Henri ne sourcilla point, mais au dernier mot il arrêta Chicot du geste.
« Ou je me trompe fort, dit-il, ou l'on parle dans cette phrase d'amour, d'obstination, et de mon frère Charles IX ?
- Je ne dirais pas non, dit Chicot ; c'est une si belle langue que le latin, que tout cela tiendrait dans une seule phrase.
- Poursuivez », dit le roi.
Chicot continua.
Le Béarnais écouta avec le même flegme tous les passages où il était question de sa femme et du vicomte de Turenne ; mais au dernier nom :
« Turennius ne veut-il pas dire Turenne ? demanda-t-il.
- Je pense que oui, Sire.
- Et Margota, ne serait-ce pas le petit nom d'amitié que mes frères Charles IX et Henri III donnaient à leur soeur, ma bien-aimée épouse Marguerite ?
- Je n'y vois rien d'impossible », répliqua Chicot.
Et il poursuivit son récit jusqu'au bout de la dernière phrase, sans qu'une seule fois le visage du roi eût changé d'expression.
Enfin il s'arrêta sur la péroraison, dont il avait caressé le style avec des ronflements si sonores qu'on eût dit un paragraphe des Verrines ou du discours pour le poète Archias.
« C'est fini ? demanda Henri.
- Oui, Sire.
- Eh bien, ce doit être superbe.
- N'est-ce pas, Sire ?
- Quel malheur que je n'en aie compris que deux mots, Turennius et Margota, et encore !
- Malheur irréparable, Sire, à moins que Votre Majesté ne se décide à faire traduire la lettre par quelque clerc.
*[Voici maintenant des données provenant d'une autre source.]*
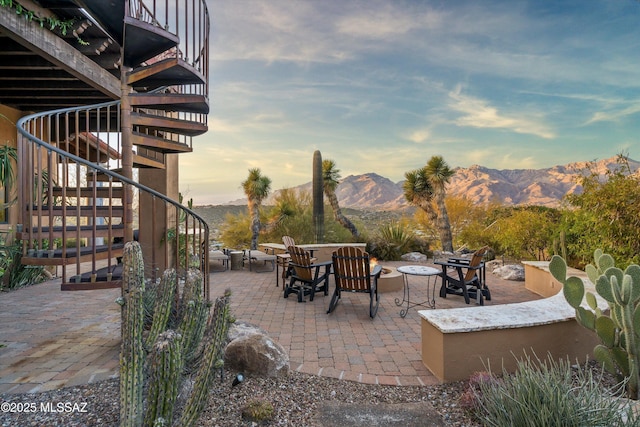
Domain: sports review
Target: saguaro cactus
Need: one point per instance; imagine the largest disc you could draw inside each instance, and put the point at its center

- Oh ! non, dit vivement Henri, et vous-même, monsieur Chicot, qui avez mis tant de discrétion dans votre ambassade en faisant disparaître l'autographe original, vous ne me conseillez point, n'est-ce pas, de livrer cette lettre à une publicité quelconque ?
- Je ne dis point cela, Sire.
- Mais vous le pensez ?
- Je pense, puisque Votre Majesté m'interroge, que la lettre du roi son frère, recommandée à moi avec tant de soin, et expédiée à Votre Majesté par un envoyé particulier, contient peut-être çà et là quelque bonne chose dont Votre Majesté pourrait faire son profit.
- Oui ; mais pour confier ces bonnes choses à quelqu'un, il faudrait que j'eusse en ce quelqu'un pleine confiance.
- Certainement.
- Eh bien, faites une chose, dit Henri comme illuminé par une idée.
- Laquelle ?
- Allez trouver ma femme Margota ; elle est savante ; récitez-lui la lettre, et bien sûr qu'elle comprendra, elle. Alors, et tout naturellement, elle me l'expliquera.
- Ah ! voilà qui est admirable ! s'écria Chicot, et Votre Majesté parle d'or.
- N'est-ce pas ? Vas-y.
- J'y cours, Sire.
- Ne change pas un mot à la lettre, surtout.
- Cela me serait impossible ; il faudrait que je susse le latin, et je ne le sais pas : quelque barbarisme tout au plus.
- Allez-y, mon ami, allez. »
Chicot prit les renseignements pour trouver Mme Marguerite, et quitta le roi, plus convaincu que jamais que le roi était une énigme.